Simplified proceedings procedures

20 Questions & Answers
1 Interpretations

Questions & Answers

Under 2200.200(a), what is the main purpose of the Simplified Proceedings subpart?

The purpose of the Simplified Proceedings subpart is to provide faster, less expensive procedures for resolving contests while still giving parties due process and an Administrative Procedure Act hearing. See 2200.200(a).

  • These procedures are applied to reduce time and expense while ensuring a fair hearing under 5 U.S.C. 554.

Under 2200.200(b)(1), are complaints and answers required in Simplified Proceedings?

No—2200.200(b)(1) explicitly states that complaints and answers are not required in the Simplified Proceedings format.

  • Parties should instead focus on early discussions to define issues rather than on filing formal pleadings.

Under 2200.200(b)(2), are pleadings generally required in Simplified Proceedings and what replaces them?

No—2200.200(b)(2) says pleadings generally are not required; instead, early discussions among the parties and the Judge are required to narrow and define disputes.

  • Expect the Judge to coordinate early meetings to focus the issues for hearing rather than rely on formal written pleadings.

Under 2200.200(b)(3), what must the Secretary provide to the employer early in a Simplified Proceeding?

The Secretary must provide the employer with certain informational documents early in the proceeding, as required by 2200.200(b)(3).

  • The rule does not list every document here; expect the Secretary to disclose inspection-related information needed to understand the contest.

Under 2200.200(b)(4), is discovery allowed in Simplified Proceedings?

Discovery is not permitted except when the Judge orders it, per 2200.200(b)(4).

  • If you need documents or testimony beyond initial disclosures, request the Judge to order limited discovery and explain why it is necessary.

Under 2200.200(b)(5), can parties file interlocutory appeals in Simplified Proceedings?

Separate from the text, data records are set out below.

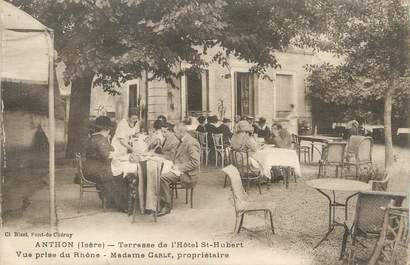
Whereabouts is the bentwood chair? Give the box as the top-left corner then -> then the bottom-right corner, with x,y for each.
198,132 -> 211,165
231,149 -> 262,194
368,201 -> 409,265
75,153 -> 105,212
128,160 -> 164,223
344,135 -> 373,178
212,133 -> 227,168
222,165 -> 275,238
318,142 -> 346,178
292,134 -> 311,164
340,191 -> 406,264
169,181 -> 195,208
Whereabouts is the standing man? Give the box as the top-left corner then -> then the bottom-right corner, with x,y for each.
158,123 -> 200,216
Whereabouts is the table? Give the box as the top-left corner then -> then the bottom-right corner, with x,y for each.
397,128 -> 410,135
128,156 -> 172,223
298,135 -> 343,161
306,178 -> 372,249
252,145 -> 301,178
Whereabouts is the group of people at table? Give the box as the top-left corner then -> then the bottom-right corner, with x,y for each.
83,107 -> 300,216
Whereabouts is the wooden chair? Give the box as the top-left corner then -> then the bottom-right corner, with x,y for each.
198,132 -> 210,165
270,166 -> 297,188
169,181 -> 195,208
292,134 -> 312,164
344,135 -> 373,178
75,153 -> 105,212
128,160 -> 164,223
340,191 -> 406,264
212,133 -> 227,168
368,201 -> 409,265
231,149 -> 262,194
317,142 -> 346,178
222,165 -> 275,235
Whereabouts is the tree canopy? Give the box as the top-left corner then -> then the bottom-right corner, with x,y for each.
11,0 -> 320,90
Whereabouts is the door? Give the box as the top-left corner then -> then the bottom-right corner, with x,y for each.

No—2200.200(b)(5) states that interlocutory appeals are not permitted in Simplified Proceedings.

  • Parties must raise issues to the Judge and preserve them for final decision rather than seeking immediate appellate review of interim rulings.

Under 2200.200(b)(6), how formal are hearings and what rules control evidence in Simplified Proceedings?

Hearings are less formal, and the Federal Rules of Evidence do not control the admission of evidence except as provided in 2200.209(c), according to 2200.200(b)(6).

  • Judges may allow oral argument at the end of the hearing, require post-hearing briefs or statements of position, and may even render a decision from the bench.

Under 2200.200(b)(6), can a Judge render a decision immediately at the end of the hearing?

Yes—the Judge may render a decision from the bench at the conclusion of the hearing as permitted by 2200.200(b)(6).

  • Parties should be prepared for the possibility of an immediate ruling and have any final oral arguments ready.

Under 2200.200, what are the overall practical benefits for employers and employees using Simplified Proceedings?

The practical benefits are faster, less costly resolution of disputes with procedures designed to reduce litigation while preserving a fair hearing under 2200.200(a).

  • Fewer formal filings, limited discovery, and less formal hearings help save time and legal expense.
  • Early conferences with the Judge help focus the contested issues quickly.

Under 2200.200(b)(4), how should a party request discovery in a Simplified Proceeding?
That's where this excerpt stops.